Orta Asya’dan Anadolu’ya nakşedilen bir gelenek olan kalemişi, çoğunlukla camii süslemelerinde kullanılan Türk-İslâm sanatlarından biri. Dini ya da sivil mimari yapıların tavan, duvar, kemer, kubbe gibi iç mekân yüzeylerine fırça ile boya ve kimi zaman da altın varak kullanılarak yapılıyor. Birbirinden zarif kalemişi çalışmalar üreten Mustafa Nasuhi Çelebi Hoca, kalemişinin de dâhil olduğu tezyinat (süs) sanatlarının inceliklerini Fatih Sultan Mehmet Vakıf Üniversitesi’nde genç kuşağa aktarıyor. Bir yandan öğrenci yetiştiren bir yandan sanatını mekâna işlemeye devam eden Nasuhi Hoca, İstanbul’da yapımı devam eden Büyük Çamlıca Camii’nin kalemişi ve tezyinat projesinin de sahibi. Güzel Sanatlar Fakültesi Geleneksel Türk Sanatları Bölüm Başkanı Dr. Öğr. Üyesi Mustafa Nasuhi Çelebi ile Çamlıca Camii’ne uyguladığı projeyi ve sanat yaşamını konuşmak için bir araya geldik.
Türklerin göçü ile Anadolu’ya ulaşan kalemişi diğer klasik sanatlar gibi 16. yüzyılda zirveye çıkıyor. Tarihi yapıların yanında modern yapılarda da süsleme olarak karşımıza çıkan kalemişi üzerine klasik ve modern çalışmalar yapan Mustafa Nasuhi Çelebi, hat sanatının Reisülküttabı olarak adlandırılan Hasan Çelebi’nin oğlu. Babasının etkisiyle henüz çocukluğunda hat sanatıyla tanışan, ardından kendine daha yakın bulduğu için tezhibe yönelen Nasuhi Hoca, birbirini tamamlayan iki sanatı da babasıyla birlikte icra etmenin önemli bir fırsat olduğunu dile getiriyor.

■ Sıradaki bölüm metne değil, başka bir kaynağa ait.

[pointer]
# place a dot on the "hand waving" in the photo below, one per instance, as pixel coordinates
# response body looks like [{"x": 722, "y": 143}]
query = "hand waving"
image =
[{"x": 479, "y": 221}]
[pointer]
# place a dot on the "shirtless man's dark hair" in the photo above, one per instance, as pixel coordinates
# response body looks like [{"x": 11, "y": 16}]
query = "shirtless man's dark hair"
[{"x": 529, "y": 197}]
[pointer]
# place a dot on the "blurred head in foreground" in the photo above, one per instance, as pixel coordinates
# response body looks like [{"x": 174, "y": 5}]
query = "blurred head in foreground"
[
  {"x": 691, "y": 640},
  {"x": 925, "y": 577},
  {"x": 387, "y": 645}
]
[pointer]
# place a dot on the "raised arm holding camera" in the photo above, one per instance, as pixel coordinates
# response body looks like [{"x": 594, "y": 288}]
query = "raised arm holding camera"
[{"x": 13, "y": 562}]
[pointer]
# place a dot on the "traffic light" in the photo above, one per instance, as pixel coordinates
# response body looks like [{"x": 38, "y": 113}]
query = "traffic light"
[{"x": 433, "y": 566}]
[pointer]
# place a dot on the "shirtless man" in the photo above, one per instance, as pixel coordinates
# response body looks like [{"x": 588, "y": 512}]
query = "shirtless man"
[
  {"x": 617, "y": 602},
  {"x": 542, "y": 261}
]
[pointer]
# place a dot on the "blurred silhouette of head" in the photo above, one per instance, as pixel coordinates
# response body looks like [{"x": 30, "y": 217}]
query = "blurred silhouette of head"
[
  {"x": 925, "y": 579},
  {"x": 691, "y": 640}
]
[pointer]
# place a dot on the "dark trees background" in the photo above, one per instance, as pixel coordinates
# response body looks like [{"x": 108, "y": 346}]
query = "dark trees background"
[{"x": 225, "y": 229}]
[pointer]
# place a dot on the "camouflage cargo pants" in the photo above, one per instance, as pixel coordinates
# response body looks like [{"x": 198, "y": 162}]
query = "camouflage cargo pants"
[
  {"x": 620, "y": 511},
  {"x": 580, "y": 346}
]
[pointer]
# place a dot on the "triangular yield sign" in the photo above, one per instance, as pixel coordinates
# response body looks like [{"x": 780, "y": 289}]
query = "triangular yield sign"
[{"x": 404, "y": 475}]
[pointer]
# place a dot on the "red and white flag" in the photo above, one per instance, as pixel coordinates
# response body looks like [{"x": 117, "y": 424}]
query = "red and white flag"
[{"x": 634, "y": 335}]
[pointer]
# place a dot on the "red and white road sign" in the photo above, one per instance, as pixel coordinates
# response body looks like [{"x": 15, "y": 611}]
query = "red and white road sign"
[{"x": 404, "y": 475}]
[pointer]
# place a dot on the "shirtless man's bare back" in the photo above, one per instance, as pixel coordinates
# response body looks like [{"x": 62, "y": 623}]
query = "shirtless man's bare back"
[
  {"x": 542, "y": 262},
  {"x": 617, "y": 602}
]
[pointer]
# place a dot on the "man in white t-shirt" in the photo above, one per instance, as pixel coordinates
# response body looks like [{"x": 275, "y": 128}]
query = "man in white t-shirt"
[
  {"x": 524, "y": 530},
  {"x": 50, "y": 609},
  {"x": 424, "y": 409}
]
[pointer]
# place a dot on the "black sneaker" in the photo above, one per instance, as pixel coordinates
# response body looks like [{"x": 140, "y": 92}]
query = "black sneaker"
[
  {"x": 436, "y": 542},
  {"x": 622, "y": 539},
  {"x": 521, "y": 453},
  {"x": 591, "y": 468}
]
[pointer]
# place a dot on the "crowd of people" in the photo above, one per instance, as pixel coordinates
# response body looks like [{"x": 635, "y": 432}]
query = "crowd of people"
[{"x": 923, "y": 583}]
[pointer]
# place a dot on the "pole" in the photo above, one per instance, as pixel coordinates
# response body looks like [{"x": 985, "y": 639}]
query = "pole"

Babasının sanat yaşamına etkisi üzerine ise: “Tezhip sanatını ömrüm oldukça sürdüreceğim bir meslek olarak seçtim. Bundan daha güzel bir etki herhalde olamaz.” diyor.
200 sene sağlamlığını koruyacak desenler
Tezhip sanatının önemli isimlerinden olan merhume Rikkat Kunt’tan üniversite yıllarında istifade eden, klasik örneklerden de her daim faydalandığını dile getiren Nasuhi Hoca, ağırlıklı olarak tezhip sanatıyla ilgilense de zaman zaman klasiği yorumladığı özgün kalemişi projeler de hazırlıyor. Tamamlandığında İstanbul’un en büyük yapılarından biri olacak Büyük Çamlıca Camii’nin kalemişi projesi onlardan biri. Çamlıca Camii için yaptığı çalışmaların hem kapsamı ve uzun süren bir proje olması hem de çeşitli malzemelerde uygulama alanı bulması itibarıyla en fazla önemsediği işlerin başında geldiğini söyleyen Nasuhi Hoca, projede özgün ve bazen de modern sayılabilecek tasarımlara yer verdiğini ifade ediyor. Her bir desen için mutlaka birkaç alternatif taslak çalışma yapıldığını belirten Hocamız; monotonluğu olmayan, caminin her bir köşesinde farklılık gösteren, adeta sürprizler yapan desenler çizdiklerini, tezyinat bir bütündür prensibiyle imkân olan yerlerde mimari biçim ve elemanlarla bütünleşen desenler tasarladıklarını ifade ederek şöyle devam ediyor:
“Uygulamada ana kubbe ve aslan göğsü dediğimiz büyük pandantiflerde, belli bir zaman sonra tamirat ve restorasyon gerektirmemesi, uzun ömürlü olması için malzeme ve teknik araştırması yapıldı. En az 150-200 sene tazeliğini ve sağlamlığını koruyacak metal bir malzemeden desenler ve yazılar kesme tekniği ile oluşturuldu. Kesilerek hazırlanan bu desen ve yazılar, arkasında boşluk kalacak şekilde yerine monte edildi. Diğer yüzeylerde çeşitli renkte boyalarla klasik kalemişi tekniği ile desenler işlendi. Revzen pencerelerde de özgün tasarımlar ve modern yöntemler uygulandı. Ayrıca caminin tabanına serilecek halının deseni de alışageldiğimiz ‘cami halısı’ anlayışının dışında yeni bir yorumla ele alındı. Desende kullanılan rumi motifleri caminin diğer yerlerinde kullanılan rumilerle de bütünlük oluşturuyor.”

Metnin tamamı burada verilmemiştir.